New Research: Google Is Destroying Our Memories

Eeeek! Google is rotting our brains by eliminating the need to remember anything because we can just ask their programs.

The study may be flawed because it did not appear to test for correlations with increased viewing of American Idol.

The really important question is, if the research is true, what would the class action lawsuit net us? In the great tradition of finding someone to blame for every human condition.JL

Simone Foxman reports in Business Insider:
Google searches and the internet are changing the way we remember things --and not necessarily for the better.

Those are the findings of a report published in this week in Science magazine (via Bloomberg), based on two studies which tested participants' ability to remember facts.
In one trial, university students were asked to type notes on pieces of trivia -- for instance, "an ostrich's eye is bigger than its brain" -- and told their notes would be saved in one of many different folders or erased.

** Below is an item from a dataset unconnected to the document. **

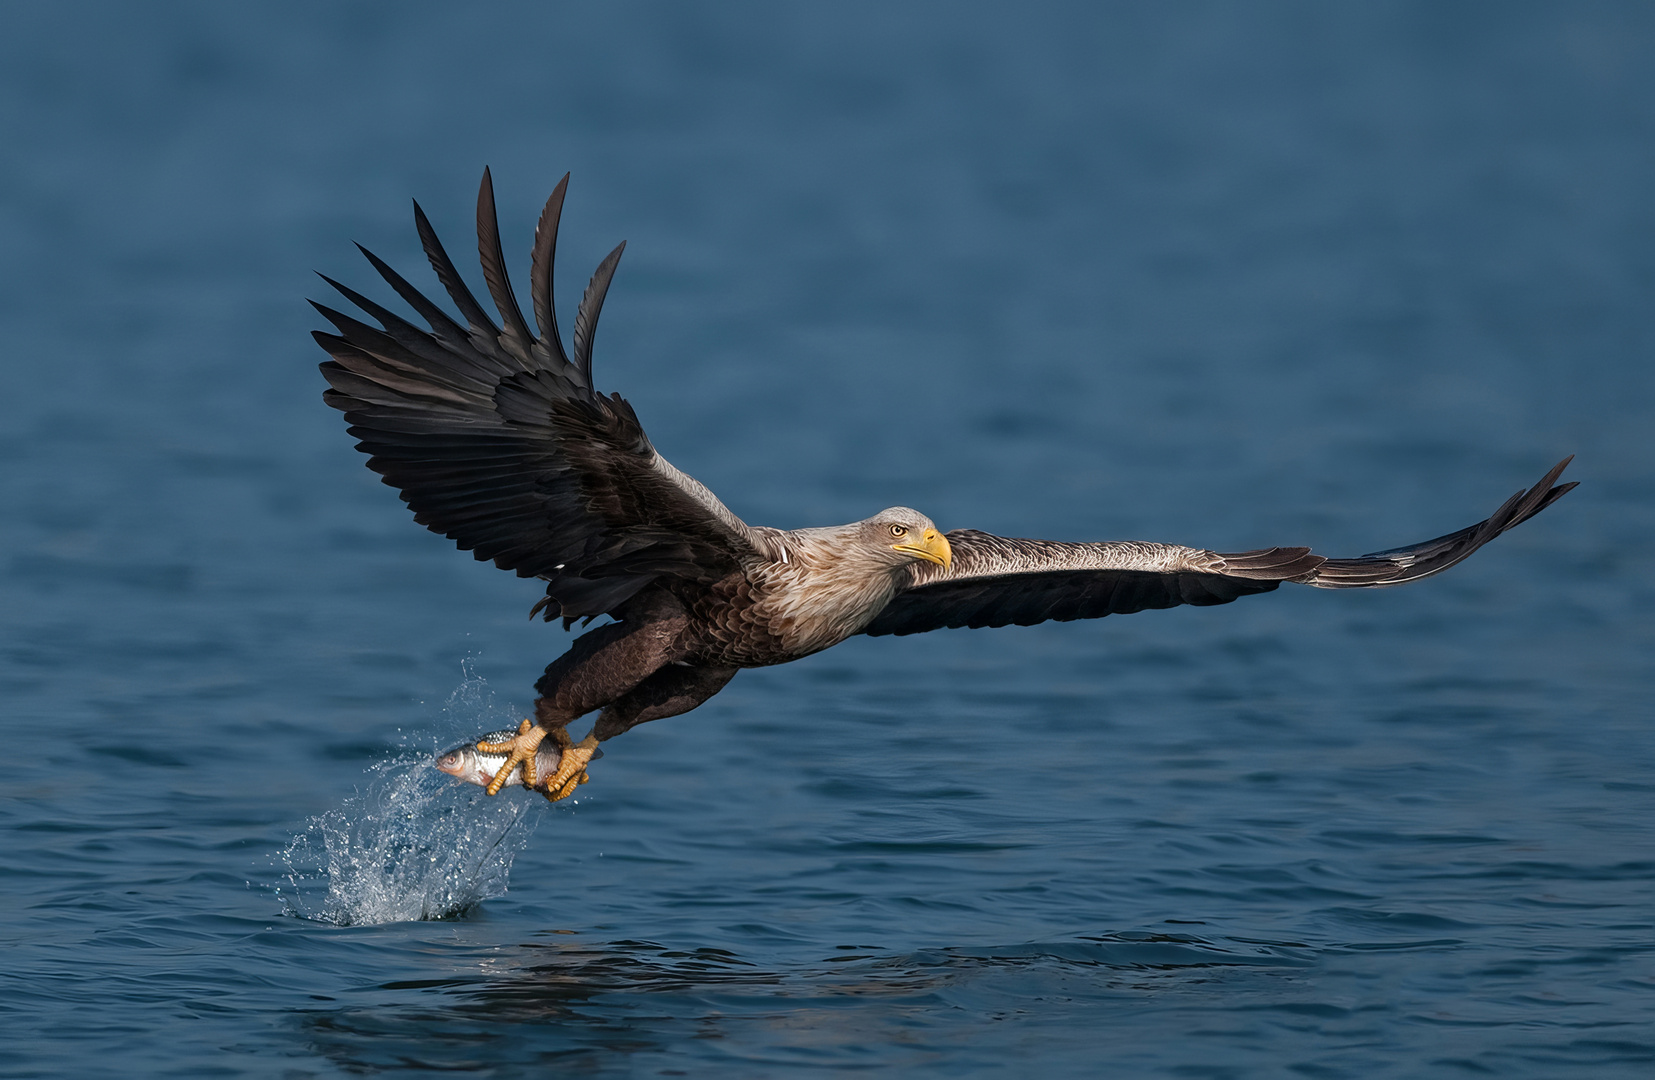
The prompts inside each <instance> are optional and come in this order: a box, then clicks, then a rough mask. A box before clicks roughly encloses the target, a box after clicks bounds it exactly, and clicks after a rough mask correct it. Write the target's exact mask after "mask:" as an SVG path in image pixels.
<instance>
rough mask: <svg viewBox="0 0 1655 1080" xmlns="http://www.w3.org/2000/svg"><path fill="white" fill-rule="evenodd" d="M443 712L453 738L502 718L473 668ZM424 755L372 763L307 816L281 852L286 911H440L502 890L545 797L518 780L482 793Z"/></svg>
mask: <svg viewBox="0 0 1655 1080" xmlns="http://www.w3.org/2000/svg"><path fill="white" fill-rule="evenodd" d="M444 713H445V716H447V721H449V723H447V724H444V728H445V729H447V728H449V726H452V728H455V729H457V731H463V734H457V736H455V738H453V739H450V741H460V739H463V738H475V733H478V731H488V729H492V728H501V726H506V724H505V723H501V716H503V714H505V713H503V710H500V708H498V706H497V705H495V701H493V696H492V695H490V693H488V690H487V683H485V681H483V680H482V678H475V676H470V675H468V678H467V680H465V681H463V683H460V686H458V688H455V691H453V693H452V695H450V696H449V701H447V705H445V706H444ZM430 761H432V756H430V753H407V754H399V756H397V757H394V759H391V761H384V762H379V764H376V766H372V767H371V769H369V774H371V779H369V782H367V784H366V787H364V789H362V791H361V792H357V794H356V796H353V797H349V799H346V800H344V802H343V804H341V805H339V807H336V809H333V810H328V812H326V814H319V815H316V817H313V819H309V822H306V827H305V830H303V832H300V834H298V835H296V837H293V840H291V843H288V847H286V848H285V850H283V853H281V860H283V863H285V867H286V870H285V875H283V877H285V878H286V886H283V888H280V890H278V893H280V896H281V903H283V910H285V911H286V913H288V915H295V916H300V918H309V920H319V921H324V923H336V925H339V926H362V925H374V923H397V921H410V920H437V918H447V916H452V915H460V913H463V911H467V910H468V908H472V906H475V905H478V903H482V901H483V900H488V898H490V896H498V895H501V893H505V891H506V878H508V875H510V873H511V860H513V858H515V857H516V853H518V852H521V850H523V845H525V843H526V842H528V839H530V834H531V832H533V827H535V824H536V822H538V820H540V817H541V814H543V810H544V805H546V802H544V800H543V799H540V797H538V796H531V794H530V792H525V791H516V789H511V791H505V792H501V794H500V796H497V797H488V796H487V794H483V789H482V787H478V786H475V784H462V782H457V781H455V779H453V777H450V776H445V774H442V772H439V771H435V769H434V767H432V764H430Z"/></svg>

Researchers found that students who were told their information would be saved were better at remembering where their information was stored than the facts themselves. Those who were told their notes would be erased most accurately remembered the trivia.

This suggests that the internet may be fundamentally altering the way we process information, since we place more importance on how we can access data and less on the information itself. Instead of remembering the name of an old classmate, the title of a song, or even the phone number of your significant other, with the internet or a smart phone the facts are at your fingertips.

Researchers are calling this the "Google effect."